Horror movies can impact your brain and body in ways you may not even realize, so if you have a history of physical or mental health issues, think twice before pushing play.

In rare instances, watching horror movies can cause PTSD, but it’s more common that they trigger a reaction in people who already suffer from the disorder. “Since the brain cannot tell the difference between fantasy and reality, memories that relate to a situation shown in a movie that have elements to a previously traumatic situation can trigger both a physical and psychological response,” Bernard Luskin, LMFT, president emeritus of the Society for Media Psychology and Technology, tells Yahoo Health.

Anxiety can be a lingering effect of watching horror movies, especially when children are exposed to them at a young age. “The physical reactions to horrifying images can include sweaty palms, tense muscles, a drop of several degrees in skin temperature, a spike in blood pressure and an increase in heart rate,” Luskin says.

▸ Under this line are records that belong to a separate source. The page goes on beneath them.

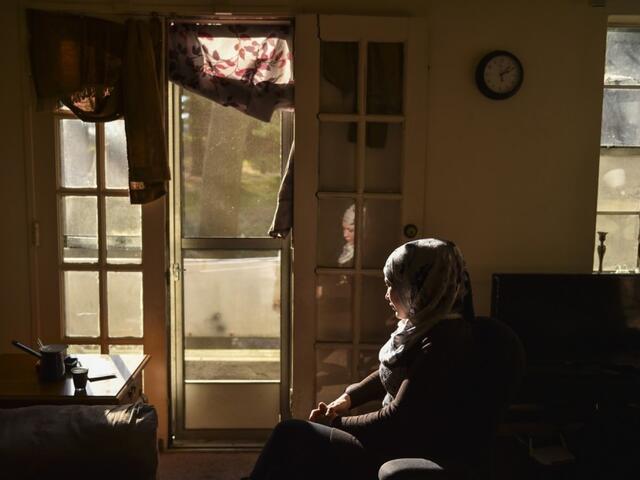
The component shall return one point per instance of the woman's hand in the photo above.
(340, 406)
(322, 415)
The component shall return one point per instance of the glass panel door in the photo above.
(231, 278)
(359, 180)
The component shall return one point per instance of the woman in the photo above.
(425, 369)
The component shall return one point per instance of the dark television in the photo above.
(570, 317)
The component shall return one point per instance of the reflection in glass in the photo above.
(622, 242)
(385, 71)
(79, 229)
(333, 373)
(623, 63)
(377, 319)
(337, 165)
(124, 231)
(336, 232)
(620, 119)
(382, 231)
(334, 295)
(619, 180)
(77, 154)
(126, 349)
(81, 304)
(115, 155)
(232, 314)
(124, 304)
(338, 77)
(230, 170)
(383, 157)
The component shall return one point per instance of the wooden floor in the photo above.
(180, 465)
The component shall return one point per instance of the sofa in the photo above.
(79, 441)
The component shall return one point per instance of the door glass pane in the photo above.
(79, 229)
(90, 349)
(115, 155)
(377, 320)
(381, 228)
(230, 170)
(623, 63)
(232, 315)
(126, 349)
(336, 232)
(77, 154)
(334, 295)
(124, 231)
(383, 157)
(619, 180)
(385, 72)
(621, 242)
(333, 372)
(81, 304)
(124, 302)
(620, 119)
(338, 77)
(337, 165)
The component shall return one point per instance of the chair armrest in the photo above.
(411, 469)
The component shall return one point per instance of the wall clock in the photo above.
(499, 74)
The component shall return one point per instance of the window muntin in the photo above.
(618, 210)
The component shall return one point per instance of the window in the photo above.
(619, 177)
(100, 239)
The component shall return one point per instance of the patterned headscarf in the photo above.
(430, 280)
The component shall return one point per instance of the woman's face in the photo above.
(347, 232)
(394, 302)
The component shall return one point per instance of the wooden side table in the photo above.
(19, 384)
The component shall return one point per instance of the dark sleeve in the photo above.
(370, 388)
(422, 399)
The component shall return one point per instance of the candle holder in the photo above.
(602, 249)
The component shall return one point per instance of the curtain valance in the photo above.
(102, 71)
(248, 67)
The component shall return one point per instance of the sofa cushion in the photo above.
(92, 441)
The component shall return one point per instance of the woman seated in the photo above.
(426, 370)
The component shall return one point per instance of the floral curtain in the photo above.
(102, 71)
(247, 67)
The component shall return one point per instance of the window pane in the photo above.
(92, 349)
(336, 232)
(124, 231)
(126, 349)
(79, 229)
(619, 180)
(333, 373)
(81, 304)
(337, 165)
(621, 242)
(383, 157)
(385, 71)
(230, 170)
(77, 154)
(338, 77)
(115, 153)
(621, 118)
(381, 228)
(623, 62)
(232, 315)
(334, 295)
(377, 319)
(124, 302)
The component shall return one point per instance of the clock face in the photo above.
(499, 75)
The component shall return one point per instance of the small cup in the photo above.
(80, 375)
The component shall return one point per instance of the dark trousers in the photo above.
(300, 450)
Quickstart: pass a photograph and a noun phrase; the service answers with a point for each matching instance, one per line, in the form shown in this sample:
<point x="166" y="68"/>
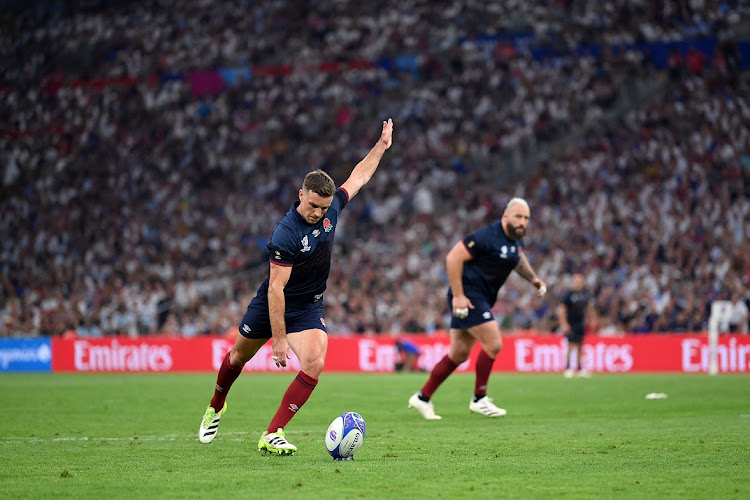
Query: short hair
<point x="514" y="201"/>
<point x="319" y="182"/>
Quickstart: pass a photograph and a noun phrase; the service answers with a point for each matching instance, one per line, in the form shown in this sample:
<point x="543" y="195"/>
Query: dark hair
<point x="319" y="182"/>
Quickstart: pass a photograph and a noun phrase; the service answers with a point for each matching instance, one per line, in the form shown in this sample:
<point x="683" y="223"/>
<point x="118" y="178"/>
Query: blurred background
<point x="148" y="148"/>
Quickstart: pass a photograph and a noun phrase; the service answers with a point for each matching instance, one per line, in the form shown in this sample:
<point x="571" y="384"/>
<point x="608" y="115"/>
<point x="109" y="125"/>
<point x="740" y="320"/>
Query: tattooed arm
<point x="524" y="269"/>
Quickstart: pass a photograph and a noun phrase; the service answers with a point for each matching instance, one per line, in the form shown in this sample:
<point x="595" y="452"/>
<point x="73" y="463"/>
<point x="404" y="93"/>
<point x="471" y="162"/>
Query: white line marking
<point x="168" y="437"/>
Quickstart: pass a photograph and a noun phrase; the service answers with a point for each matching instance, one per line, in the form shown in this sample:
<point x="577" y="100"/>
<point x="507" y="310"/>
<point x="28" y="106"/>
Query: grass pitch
<point x="135" y="436"/>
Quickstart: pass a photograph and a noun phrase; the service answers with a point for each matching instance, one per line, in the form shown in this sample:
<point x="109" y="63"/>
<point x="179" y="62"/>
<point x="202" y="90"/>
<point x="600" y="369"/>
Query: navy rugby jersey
<point x="307" y="249"/>
<point x="494" y="256"/>
<point x="575" y="303"/>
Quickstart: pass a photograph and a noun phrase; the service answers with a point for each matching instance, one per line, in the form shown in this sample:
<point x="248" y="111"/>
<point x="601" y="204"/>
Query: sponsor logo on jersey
<point x="305" y="245"/>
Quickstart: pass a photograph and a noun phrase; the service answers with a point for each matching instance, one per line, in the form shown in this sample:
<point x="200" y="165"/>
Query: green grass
<point x="135" y="436"/>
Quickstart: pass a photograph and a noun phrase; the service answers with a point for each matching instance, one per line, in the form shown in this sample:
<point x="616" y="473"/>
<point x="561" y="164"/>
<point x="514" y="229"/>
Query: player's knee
<point x="459" y="355"/>
<point x="492" y="349"/>
<point x="237" y="358"/>
<point x="313" y="367"/>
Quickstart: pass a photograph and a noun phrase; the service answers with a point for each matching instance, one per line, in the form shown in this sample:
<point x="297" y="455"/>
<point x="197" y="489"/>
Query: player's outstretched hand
<point x="386" y="137"/>
<point x="541" y="287"/>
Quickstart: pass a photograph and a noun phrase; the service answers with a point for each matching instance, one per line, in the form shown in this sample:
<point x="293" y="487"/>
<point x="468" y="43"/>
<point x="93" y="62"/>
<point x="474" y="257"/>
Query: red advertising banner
<point x="522" y="354"/>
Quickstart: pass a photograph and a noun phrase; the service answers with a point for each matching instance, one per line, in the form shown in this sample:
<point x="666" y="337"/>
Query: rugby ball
<point x="345" y="435"/>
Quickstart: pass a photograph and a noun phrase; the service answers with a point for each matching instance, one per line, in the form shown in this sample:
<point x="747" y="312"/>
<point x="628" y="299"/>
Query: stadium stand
<point x="146" y="149"/>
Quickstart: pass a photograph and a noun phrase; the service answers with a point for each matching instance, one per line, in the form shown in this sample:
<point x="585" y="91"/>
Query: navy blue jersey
<point x="307" y="249"/>
<point x="494" y="256"/>
<point x="575" y="307"/>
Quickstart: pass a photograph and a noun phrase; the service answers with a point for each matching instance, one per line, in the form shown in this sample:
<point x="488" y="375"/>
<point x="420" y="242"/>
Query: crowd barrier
<point x="676" y="353"/>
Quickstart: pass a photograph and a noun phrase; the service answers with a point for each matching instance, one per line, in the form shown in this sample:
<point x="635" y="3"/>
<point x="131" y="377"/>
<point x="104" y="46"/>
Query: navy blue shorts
<point x="257" y="324"/>
<point x="482" y="313"/>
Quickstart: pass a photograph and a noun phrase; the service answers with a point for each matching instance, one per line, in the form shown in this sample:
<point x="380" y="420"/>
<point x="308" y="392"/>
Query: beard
<point x="516" y="232"/>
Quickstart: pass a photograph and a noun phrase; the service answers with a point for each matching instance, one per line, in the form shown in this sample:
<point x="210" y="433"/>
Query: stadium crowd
<point x="138" y="207"/>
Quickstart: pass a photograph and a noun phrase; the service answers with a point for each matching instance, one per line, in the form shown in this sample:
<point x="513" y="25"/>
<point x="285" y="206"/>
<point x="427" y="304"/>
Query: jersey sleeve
<point x="283" y="246"/>
<point x="342" y="197"/>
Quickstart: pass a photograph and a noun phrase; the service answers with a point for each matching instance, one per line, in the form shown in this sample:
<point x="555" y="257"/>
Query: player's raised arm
<point x="365" y="168"/>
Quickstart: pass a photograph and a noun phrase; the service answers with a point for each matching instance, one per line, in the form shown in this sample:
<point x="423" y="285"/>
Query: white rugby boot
<point x="425" y="408"/>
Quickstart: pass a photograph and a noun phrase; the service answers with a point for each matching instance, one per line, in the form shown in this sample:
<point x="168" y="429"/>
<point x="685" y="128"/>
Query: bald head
<point x="516" y="218"/>
<point x="517" y="201"/>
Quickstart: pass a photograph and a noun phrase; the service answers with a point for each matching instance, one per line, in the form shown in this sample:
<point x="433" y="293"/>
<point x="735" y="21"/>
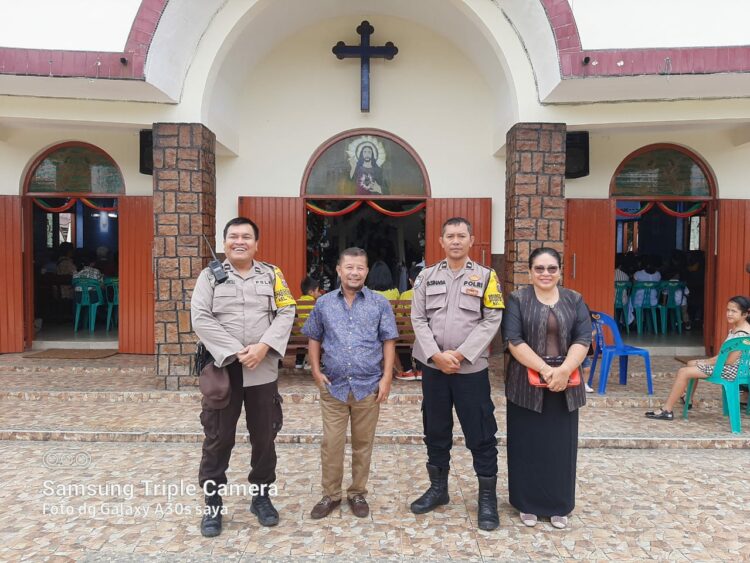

While watching horror movies doesn’t directly impact your brain in a positive way, according to experts, it does have a desensitization effect. “It is possible that a person could repeatedly expose oneself to a threatening image and over time become less emotionally reactive to that image and suffer lower levels of anxiety and fear as a result,” Sparks says. “We might call that a positive outcome or effect.”

In a similar way that adrenaline-raising activities can affect your body, watching horror movies can cause an increase in heart rate. “There is no question that many people have increased heart rate as they watch a horror movie,” Sparks says. “These effects are not unlike what happens while doing other sensation-seeking activities like riding roller coasters or skydiving. The physiological effects can be quite similar.”

It can even affect heart attack risk. “When the physical response and the psychological response come together in a person at exactly the right time, a heart attack, even silent heart attack, can occur,” Luskin says. “Individuals with high blood pressure for any reason may be more at risk than others because heart attack and stroke are related to blood pressure.”

The arguments for horror movies causing aggressive behavior are similar to the arguments made about video games. “Any activity that heightens emotional response, especially in a person with emotional problems, can trigger after effects,” Luskin says.

Watching horror movies releases dopamine and adrenaline, which can stimulate a physical response. “In relatively rare circumstances a physiological reaction can be so severe that it can trigger someone to faint or have a panic attack,” Sparks says.